SETH HALL: Recipient of COLAB PHD SCHOLARSHIP
(Photo courtesy of Seth Hall)
Last year CoLab open up applications for a PHD Scholarship to the value of NZ$25,000 (exempt from tax). The three year scholarship was for a full-time PHD student undertaking research within the Faculty of Design & Creative Technologies. Intended to promote research that involves the development, application or critical engagement with new technologies, the CoLab PHD scholarship was to encourage research through the application of creativity and foregrounds the development of new applications and opportunities across the creative and technology sectors, in keeping with CoLab’s cross disciplinary engagement with the arts and science. Applications were open to theoretical, applied or practice-based research processes with a research proposal that clearly articulated a hypothesis or research question(s).
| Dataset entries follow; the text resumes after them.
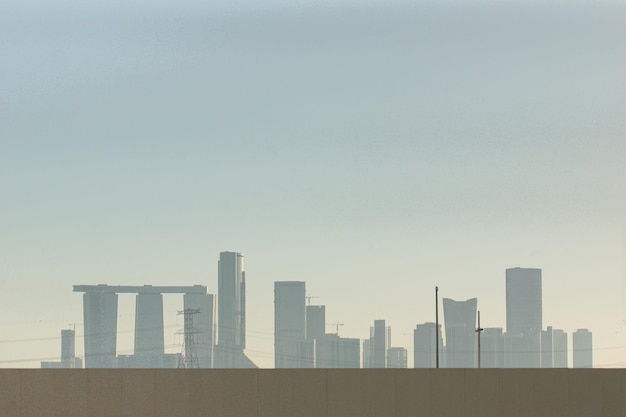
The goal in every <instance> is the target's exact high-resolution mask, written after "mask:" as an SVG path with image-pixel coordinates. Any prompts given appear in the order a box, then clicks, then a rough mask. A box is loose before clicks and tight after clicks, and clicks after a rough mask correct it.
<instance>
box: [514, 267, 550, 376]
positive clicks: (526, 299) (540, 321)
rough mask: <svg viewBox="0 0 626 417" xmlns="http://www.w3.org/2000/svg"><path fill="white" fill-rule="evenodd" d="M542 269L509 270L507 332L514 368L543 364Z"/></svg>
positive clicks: (536, 367) (515, 269) (514, 268)
mask: <svg viewBox="0 0 626 417" xmlns="http://www.w3.org/2000/svg"><path fill="white" fill-rule="evenodd" d="M541 294H542V292H541V269H538V268H519V267H517V268H509V269H507V270H506V332H507V338H508V340H507V347H508V349H507V350H508V353H509V354H510V367H513V368H539V367H540V366H541V330H542V329H543V327H542V295H541Z"/></svg>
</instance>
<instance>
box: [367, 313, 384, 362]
mask: <svg viewBox="0 0 626 417" xmlns="http://www.w3.org/2000/svg"><path fill="white" fill-rule="evenodd" d="M372 349H373V351H372V352H371V355H372V368H386V367H387V326H385V320H374V341H373V343H372Z"/></svg>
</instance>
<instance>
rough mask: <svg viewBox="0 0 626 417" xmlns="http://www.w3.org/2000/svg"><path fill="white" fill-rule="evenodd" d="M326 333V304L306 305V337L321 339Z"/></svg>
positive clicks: (312, 339)
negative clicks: (324, 305) (325, 305)
mask: <svg viewBox="0 0 626 417" xmlns="http://www.w3.org/2000/svg"><path fill="white" fill-rule="evenodd" d="M324 334H326V306H306V338H307V340H315V339H321V338H322V337H324Z"/></svg>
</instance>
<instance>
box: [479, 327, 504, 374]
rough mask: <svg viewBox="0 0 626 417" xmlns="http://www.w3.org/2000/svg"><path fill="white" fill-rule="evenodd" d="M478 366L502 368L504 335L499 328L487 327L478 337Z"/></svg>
mask: <svg viewBox="0 0 626 417" xmlns="http://www.w3.org/2000/svg"><path fill="white" fill-rule="evenodd" d="M480 344H481V345H480V366H481V367H482V368H503V367H504V335H503V333H502V328H501V327H489V328H486V329H485V330H484V331H483V334H482V335H481V337H480Z"/></svg>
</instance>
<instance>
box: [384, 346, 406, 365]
mask: <svg viewBox="0 0 626 417" xmlns="http://www.w3.org/2000/svg"><path fill="white" fill-rule="evenodd" d="M406 367H407V352H406V349H405V348H403V347H390V348H389V349H387V368H406Z"/></svg>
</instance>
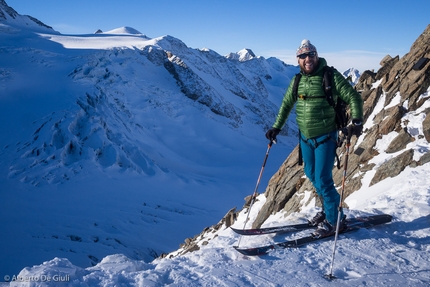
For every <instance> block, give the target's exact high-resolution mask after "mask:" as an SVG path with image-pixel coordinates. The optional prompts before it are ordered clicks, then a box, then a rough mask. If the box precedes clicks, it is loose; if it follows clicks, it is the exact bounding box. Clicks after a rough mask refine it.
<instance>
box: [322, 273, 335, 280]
mask: <svg viewBox="0 0 430 287" xmlns="http://www.w3.org/2000/svg"><path fill="white" fill-rule="evenodd" d="M324 278H325V279H327V280H334V279H336V276H334V275H333V274H325V275H324Z"/></svg>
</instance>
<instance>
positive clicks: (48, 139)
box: [0, 21, 297, 278]
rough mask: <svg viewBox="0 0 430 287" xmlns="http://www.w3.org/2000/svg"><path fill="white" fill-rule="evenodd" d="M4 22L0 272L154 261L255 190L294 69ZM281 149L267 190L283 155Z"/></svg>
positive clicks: (2, 89) (208, 54)
mask: <svg viewBox="0 0 430 287" xmlns="http://www.w3.org/2000/svg"><path fill="white" fill-rule="evenodd" d="M0 24H1V25H2V29H1V33H0V43H1V44H0V52H1V55H2V56H1V57H0V121H1V122H2V123H3V124H2V127H1V128H0V146H1V151H0V186H1V188H0V197H1V201H0V223H1V225H2V227H3V228H2V229H1V231H0V237H1V238H2V244H1V252H0V271H1V273H3V274H18V272H19V271H20V270H21V269H22V268H23V266H29V265H34V264H38V263H40V262H43V261H46V260H50V259H52V258H54V257H66V258H69V259H70V260H72V261H73V262H74V263H75V264H77V265H79V266H81V267H88V266H92V265H95V264H97V263H99V262H100V261H101V260H102V259H103V257H105V256H107V255H109V254H117V253H123V254H125V255H127V256H128V257H129V258H132V259H139V260H145V261H147V262H149V261H151V260H153V259H154V258H155V257H157V256H158V255H160V254H161V253H163V252H171V251H173V250H175V249H176V248H177V247H178V246H179V244H180V243H181V242H183V240H184V238H187V237H191V236H193V235H194V234H196V233H199V232H200V231H201V230H202V229H203V228H205V227H206V226H208V225H212V224H213V223H215V222H217V221H218V220H219V218H221V217H222V216H223V215H224V214H225V213H226V211H227V210H228V209H230V208H231V206H238V207H240V206H241V205H242V204H243V198H244V197H245V196H247V195H248V194H249V193H251V192H252V190H253V184H254V183H253V181H254V180H255V177H256V176H257V175H258V171H259V167H260V165H261V160H262V157H263V155H264V151H265V148H266V144H267V141H266V139H265V138H264V131H265V128H266V127H267V125H269V124H270V122H271V121H272V120H273V118H274V115H275V113H276V110H277V105H278V102H280V99H281V98H282V94H283V90H284V89H285V87H286V85H287V84H288V78H289V77H291V75H294V73H295V72H296V70H297V68H296V67H293V66H287V65H285V64H283V63H282V62H281V61H279V60H277V59H267V60H266V59H263V58H257V57H256V58H253V59H251V60H250V61H247V62H239V61H237V60H229V59H227V58H226V57H223V56H220V55H218V54H217V53H216V52H214V51H211V50H208V49H203V50H197V49H191V48H188V47H187V46H186V45H185V44H184V43H182V42H181V41H180V40H179V39H175V38H174V37H171V36H163V37H159V38H155V39H149V38H147V37H146V36H144V35H142V34H140V33H139V34H135V33H133V31H134V30H132V28H129V27H124V28H120V29H117V30H115V31H114V32H115V34H113V32H112V31H110V32H112V33H110V32H109V33H102V34H96V35H94V34H89V35H61V34H58V33H55V31H54V32H52V33H48V32H46V31H44V32H43V33H40V32H36V33H35V32H34V31H33V30H31V29H26V28H24V27H22V25H20V24H19V25H18V24H16V23H15V22H13V21H12V22H7V21H6V22H2V23H0ZM38 31H39V30H38ZM166 51H169V53H170V54H169V56H168V55H167V52H166ZM168 57H170V58H168ZM169 59H171V62H170V60H169ZM166 63H172V65H171V66H169V67H170V68H171V67H174V68H176V69H178V70H179V68H178V67H182V66H181V65H184V64H185V65H186V66H187V67H188V70H186V69H185V72H184V74H183V75H185V76H188V78H185V76H183V75H182V74H179V72H181V71H180V70H179V72H178V77H179V76H183V77H184V78H182V79H181V80H182V83H183V84H184V87H187V88H188V89H190V90H191V89H192V88H196V87H198V85H206V86H205V87H206V88H207V93H208V94H209V95H211V96H212V97H203V96H202V97H201V98H200V99H198V100H196V101H195V100H193V99H190V98H189V97H187V96H185V95H184V93H183V92H182V91H181V88H180V87H179V86H178V84H177V80H176V79H175V78H174V77H173V76H172V74H171V73H169V72H168V70H167V69H166V68H165V67H164V65H165V64H166ZM190 71H191V72H190ZM186 72H189V73H188V74H186ZM260 74H262V76H261V77H260ZM268 75H270V77H269V76H268ZM264 76H268V77H267V78H268V79H266V78H265V77H264ZM236 77H241V81H239V80H236ZM269 80H270V81H269ZM187 81H188V82H187ZM263 81H264V82H263ZM196 89H197V88H196ZM191 91H192V90H191ZM260 92H261V95H260ZM210 100H211V101H212V102H211V101H210ZM291 126H292V127H293V128H291V129H290V132H292V131H294V125H293V124H292V125H291ZM286 132H288V129H287V130H286ZM280 146H282V147H283V148H282V149H281V148H280V149H279V151H277V152H274V153H273V158H272V159H271V162H272V163H274V165H273V166H272V167H268V169H267V170H268V172H267V174H266V175H265V177H264V179H263V182H267V180H268V178H269V177H270V174H272V173H273V172H275V170H276V168H277V167H278V166H279V165H280V164H281V162H282V160H283V159H284V158H285V156H286V154H287V153H288V151H289V150H291V148H292V144H290V143H288V141H286V142H284V143H280ZM0 278H2V277H1V276H0Z"/></svg>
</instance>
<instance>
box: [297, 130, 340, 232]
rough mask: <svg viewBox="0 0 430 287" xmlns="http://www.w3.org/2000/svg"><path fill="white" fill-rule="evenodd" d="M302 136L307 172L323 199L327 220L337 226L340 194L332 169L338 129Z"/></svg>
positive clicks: (303, 153)
mask: <svg viewBox="0 0 430 287" xmlns="http://www.w3.org/2000/svg"><path fill="white" fill-rule="evenodd" d="M300 137H301V138H300V148H301V150H302V158H303V162H304V165H305V167H304V171H305V174H306V176H307V177H308V178H309V180H310V181H311V182H312V184H313V186H314V187H315V189H316V193H317V195H318V196H319V197H320V199H321V200H322V204H323V210H324V212H325V214H326V219H327V221H328V222H329V223H330V224H332V225H333V226H336V223H337V217H338V207H339V201H340V195H339V193H338V192H337V190H336V188H335V187H334V181H333V174H332V169H333V165H334V160H335V157H336V147H337V144H336V142H337V131H333V132H331V133H328V134H324V135H322V136H318V137H315V138H310V139H307V138H305V137H304V136H303V135H301V136H300ZM342 217H343V214H341V218H342Z"/></svg>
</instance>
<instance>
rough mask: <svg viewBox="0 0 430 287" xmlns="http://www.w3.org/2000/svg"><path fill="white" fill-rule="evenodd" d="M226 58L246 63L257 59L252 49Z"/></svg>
mask: <svg viewBox="0 0 430 287" xmlns="http://www.w3.org/2000/svg"><path fill="white" fill-rule="evenodd" d="M226 58H228V59H231V60H237V61H239V62H245V61H249V60H251V59H254V58H257V57H256V56H255V54H254V52H253V51H252V50H251V49H242V50H240V51H239V52H237V53H230V54H228V55H226Z"/></svg>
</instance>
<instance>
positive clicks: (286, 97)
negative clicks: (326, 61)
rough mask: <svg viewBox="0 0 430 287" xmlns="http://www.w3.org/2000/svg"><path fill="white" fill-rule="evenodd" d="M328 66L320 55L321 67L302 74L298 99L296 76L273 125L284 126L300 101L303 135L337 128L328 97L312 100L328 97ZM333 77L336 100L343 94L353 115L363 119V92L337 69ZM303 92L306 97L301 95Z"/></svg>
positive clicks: (311, 134)
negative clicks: (295, 84) (302, 96)
mask: <svg viewBox="0 0 430 287" xmlns="http://www.w3.org/2000/svg"><path fill="white" fill-rule="evenodd" d="M324 66H327V62H326V60H325V59H324V58H319V62H318V68H317V70H316V71H315V72H314V73H312V74H310V75H306V74H304V73H302V77H301V79H300V83H299V86H298V91H297V94H298V95H299V96H298V97H297V99H295V98H294V97H293V83H294V78H295V76H294V78H293V79H292V80H291V82H290V85H289V87H288V89H287V91H286V93H285V95H284V99H283V100H282V104H281V107H280V108H279V113H278V116H277V117H276V121H275V123H274V124H273V127H274V128H278V129H282V127H283V126H284V124H285V122H286V120H287V118H288V116H289V114H290V112H291V110H292V109H293V107H294V105H295V104H297V105H296V115H297V118H296V120H297V124H298V126H299V129H300V132H301V133H302V135H303V136H305V137H306V138H314V137H317V136H321V135H323V134H327V133H329V132H332V131H334V130H336V120H335V111H334V108H333V107H332V106H330V105H329V103H328V101H327V99H326V98H325V97H322V98H315V99H312V97H321V96H325V93H324V87H323V83H322V82H323V77H324V72H323V68H324ZM333 80H334V81H333V82H334V85H333V87H332V91H333V99H334V101H335V102H336V101H337V97H341V98H342V99H343V100H344V101H345V102H347V103H348V105H349V107H350V110H351V118H352V119H363V100H362V98H361V95H360V94H359V93H358V92H357V91H356V90H354V88H353V87H352V86H351V85H350V84H349V82H348V81H347V80H346V79H345V78H344V77H343V76H342V75H341V74H340V73H339V72H338V71H337V70H334V72H333ZM300 95H302V96H306V97H305V98H300Z"/></svg>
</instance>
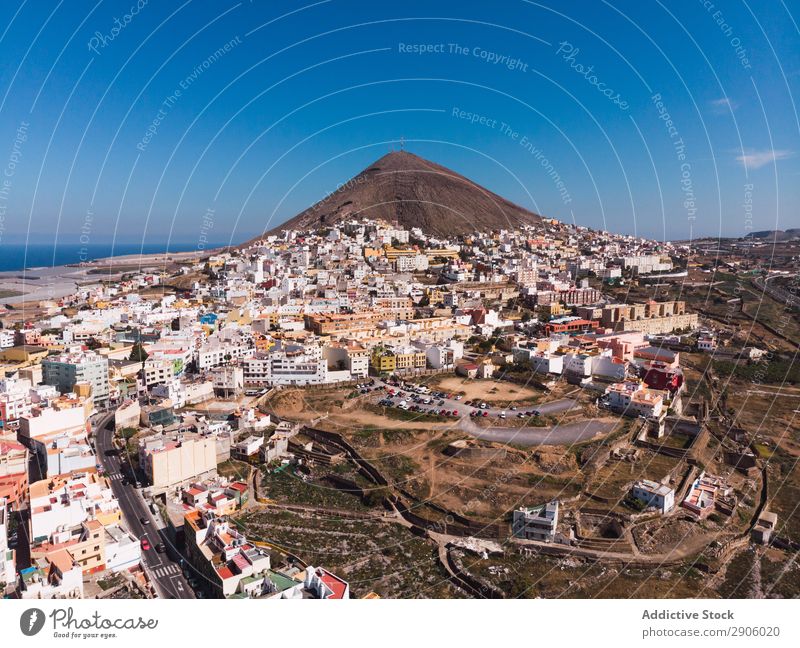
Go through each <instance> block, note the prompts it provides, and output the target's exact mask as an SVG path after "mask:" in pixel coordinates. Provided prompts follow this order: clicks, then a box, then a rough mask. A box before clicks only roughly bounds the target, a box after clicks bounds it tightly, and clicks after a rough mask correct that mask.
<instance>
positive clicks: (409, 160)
mask: <svg viewBox="0 0 800 648" xmlns="http://www.w3.org/2000/svg"><path fill="white" fill-rule="evenodd" d="M363 217H366V218H372V219H383V220H385V221H387V222H389V223H396V224H397V225H399V226H401V227H404V228H406V229H411V228H412V227H419V228H420V229H421V230H422V231H423V232H425V233H426V234H429V235H434V236H437V235H438V236H453V235H460V234H468V233H472V232H475V231H487V230H497V229H501V228H505V229H512V228H515V227H517V226H519V225H525V224H527V225H535V224H537V223H539V222H540V220H541V217H540V216H539V215H537V214H534V213H533V212H530V211H528V210H527V209H524V208H522V207H520V206H519V205H515V204H514V203H512V202H510V201H508V200H506V199H505V198H502V197H501V196H498V195H497V194H495V193H492V192H491V191H489V190H488V189H484V188H483V187H481V186H480V185H478V184H476V183H475V182H473V181H472V180H470V179H469V178H465V177H464V176H462V175H460V174H458V173H456V172H455V171H451V170H450V169H448V168H446V167H443V166H441V165H439V164H436V163H435V162H430V161H428V160H425V159H423V158H421V157H419V156H417V155H414V154H413V153H408V152H406V151H393V152H392V153H389V154H388V155H384V156H383V157H382V158H381V159H379V160H377V161H376V162H374V163H373V164H371V165H370V166H369V167H367V168H366V169H365V170H364V171H362V172H361V173H359V174H358V175H357V176H355V177H354V178H352V179H350V180H348V181H347V182H346V183H344V184H343V185H342V186H341V187H340V188H339V189H338V190H337V191H335V192H333V193H331V194H329V195H328V196H326V197H325V198H323V199H322V200H320V201H319V202H318V203H316V204H315V205H313V206H311V207H309V208H308V209H306V210H305V211H303V212H301V213H300V214H298V215H297V216H295V217H294V218H292V219H291V220H289V221H287V222H285V223H284V224H283V225H281V226H279V227H277V228H275V229H274V230H273V232H277V231H280V230H285V229H294V230H310V229H316V228H320V227H326V226H329V225H333V224H335V223H338V222H340V221H343V220H347V219H350V218H363Z"/></svg>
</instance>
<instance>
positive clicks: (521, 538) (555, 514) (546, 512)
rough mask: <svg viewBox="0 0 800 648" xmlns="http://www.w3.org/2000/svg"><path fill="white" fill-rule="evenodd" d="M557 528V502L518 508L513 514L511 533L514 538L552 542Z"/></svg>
mask: <svg viewBox="0 0 800 648" xmlns="http://www.w3.org/2000/svg"><path fill="white" fill-rule="evenodd" d="M557 527H558V500H553V501H552V502H548V503H547V504H540V505H539V506H532V507H529V508H525V507H520V508H518V509H517V510H516V511H514V513H513V517H512V522H511V533H512V534H513V535H514V537H515V538H521V539H523V540H538V541H539V542H552V541H553V540H554V539H555V535H556V528H557Z"/></svg>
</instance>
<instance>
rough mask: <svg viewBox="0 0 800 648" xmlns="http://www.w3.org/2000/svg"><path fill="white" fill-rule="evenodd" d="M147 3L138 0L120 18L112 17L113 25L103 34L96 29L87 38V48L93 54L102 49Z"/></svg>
mask: <svg viewBox="0 0 800 648" xmlns="http://www.w3.org/2000/svg"><path fill="white" fill-rule="evenodd" d="M147 3H148V0H138V1H137V2H136V4H134V5H132V6H131V8H130V9H129V10H128V13H126V14H125V15H124V16H122V18H114V26H113V27H112V28H111V29H110V30H109V31H108V33H106V34H103V33H102V32H100V31H96V32H95V33H94V35H93V36H92V37H91V38H90V39H89V43H88V45H89V49H90V50H91V51H92V52H94V53H95V54H99V53H100V49H103V48H105V47H107V46H108V45H110V44H111V43H113V42H114V40H116V38H117V36H119V35H120V33H122V30H123V29H125V28H126V27H127V26H128V25H130V24H131V21H132V20H133V19H134V18H135V17H136V16H137V15H138V14H139V12H140V11H141V10H142V9H144V8H145V7H146V6H147ZM98 48H100V49H98Z"/></svg>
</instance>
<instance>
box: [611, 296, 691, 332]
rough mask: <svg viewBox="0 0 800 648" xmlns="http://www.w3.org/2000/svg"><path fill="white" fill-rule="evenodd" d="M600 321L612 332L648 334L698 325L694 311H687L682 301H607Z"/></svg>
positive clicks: (682, 328)
mask: <svg viewBox="0 0 800 648" xmlns="http://www.w3.org/2000/svg"><path fill="white" fill-rule="evenodd" d="M600 323H601V324H602V325H603V326H604V327H606V328H610V329H613V330H615V331H640V332H642V333H645V334H648V335H663V334H666V333H672V331H674V330H676V329H694V328H697V326H698V321H697V313H687V312H686V303H685V302H683V301H668V302H655V301H651V302H647V303H645V304H610V305H607V306H605V307H604V308H603V314H602V317H601V318H600Z"/></svg>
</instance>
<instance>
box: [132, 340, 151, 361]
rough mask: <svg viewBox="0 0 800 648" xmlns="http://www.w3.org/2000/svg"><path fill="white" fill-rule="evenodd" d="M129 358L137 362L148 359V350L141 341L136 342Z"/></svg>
mask: <svg viewBox="0 0 800 648" xmlns="http://www.w3.org/2000/svg"><path fill="white" fill-rule="evenodd" d="M128 359H129V360H133V361H135V362H144V361H145V360H147V351H145V350H144V347H143V346H142V343H141V342H134V344H133V349H131V355H130V356H128Z"/></svg>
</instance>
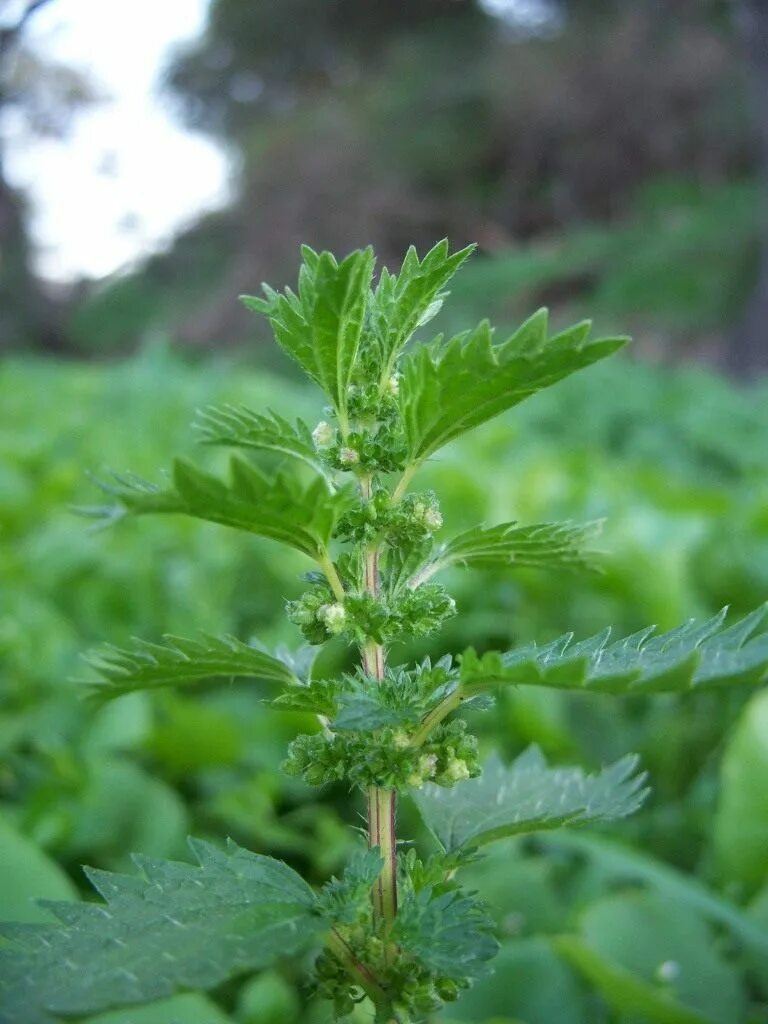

After a hard selection process, CoLab is pleased to announce that the selected recipient for the CoLab PHD Scholarship was Seth Hall with his proposal entitled Mobile Augmented Reality Systems Using Location-Based Information.
Augmented Reality is a field of research that combines the user's environment with computer generated entities, where virtual objects are blended into the video footage in real time and registered in 3D. Seth's thesis proposes to explores solutions for mobile augmented reality (MAR). MAR is a young and vibrant research field with many interesting avenues yet to be explored. There are several groups worldwide working in mobile augmented reality, such as Graz University, the University of Canterbury Hit Lab, and the Nokia Research Centre. Many of the groups have primarily utilized fiduciary markers to achieve MAR, which have limited the applicability of their results.
Seth's thesis proposes using approaches spearheaded by Nokia and which other universities have initiated, to investigate the adaptation of existing augmented reality techniques for mobile devices and to find a solution for mobile augmented reality comparing entirely client-based processing with server-assisted and cloud-based computing approaches for MAR. His thesis will put to use environmental data such as location-based information obtained from a GPS receiver and via the mobile camera utilize computer vision algorithms to aid in recognizing known landmark and structural features. Seth's thesis will investigate how these components can be combined to develop new applications for mobile augmented reality such as location-based games, improved navigation and image recognition tools as well as other artistic and performance endeavours. His thesis will also focus on creating new algorithms and techniques to exploit emerging capabilities of next generation devices.